Das Schlafzimmer ist natürlich nicht nur Schlaf- und Arbeitsplatz und manchmal Studio, nein, sehr regelmäßig auch Abstellbereich für Dinge, die auf den Dachboden geräumt werden müssen, für verwaiste Socken in einer Wäschewanne, bei denen man vielleicht doch noch auf eine Familienzusammenführung hofft, unsortierte Wäschekörbe, you name it. Ich als hochsensibler Mensch bekomme da regelmäßig Aufräumwut a la Marie Kondo, weil mich das Zeug von der Arbeit ablenkt, aber es findet sich einfach kein Platz, weil unser Budget einfach nicht für mehr Haus gereicht hat, und zu jedem weggeworfenen Gegenstand kommen bei einem 6-Personen-Haushalt schnell viele neue dazu.

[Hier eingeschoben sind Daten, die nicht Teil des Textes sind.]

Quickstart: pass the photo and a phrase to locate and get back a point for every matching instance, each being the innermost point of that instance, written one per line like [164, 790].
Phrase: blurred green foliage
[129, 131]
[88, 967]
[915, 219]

Wenn dann auch noch die vier Kinder dazu kommen (krank, Ferien, Brückentage, Etwas-zu-krank-für-die-Schule-aber-eigentlich-zu-gesund-für-zu-Hause-Tage, Morgens-ist-immer-schulfrei-Elternsprechtage, SchiLF-Tage) und Termine mit Handwerkern dazukommen, drehe ich irgendwann durch und bin überzeugt, dass ein Büro viel besser für mich wäre und wir die Care-Arbeit dann viel fairer aufteilen würden. Dann gäbe es nämlich kein "Du bist ja sowieso zu Hause" mehr. Arbeiten mit ständigen Unterbrechungen funktioniert nämlich nur so semi, eher schlecht als recht.


Doch so ein Büro hat auch seine Nachteile und da möchte ich mal sehr subjektiv für euch ins Detail gehen. Damit ich das hier auch nochmal lesen kann, wenn ich beruflich mal wieder ausziehen möchte.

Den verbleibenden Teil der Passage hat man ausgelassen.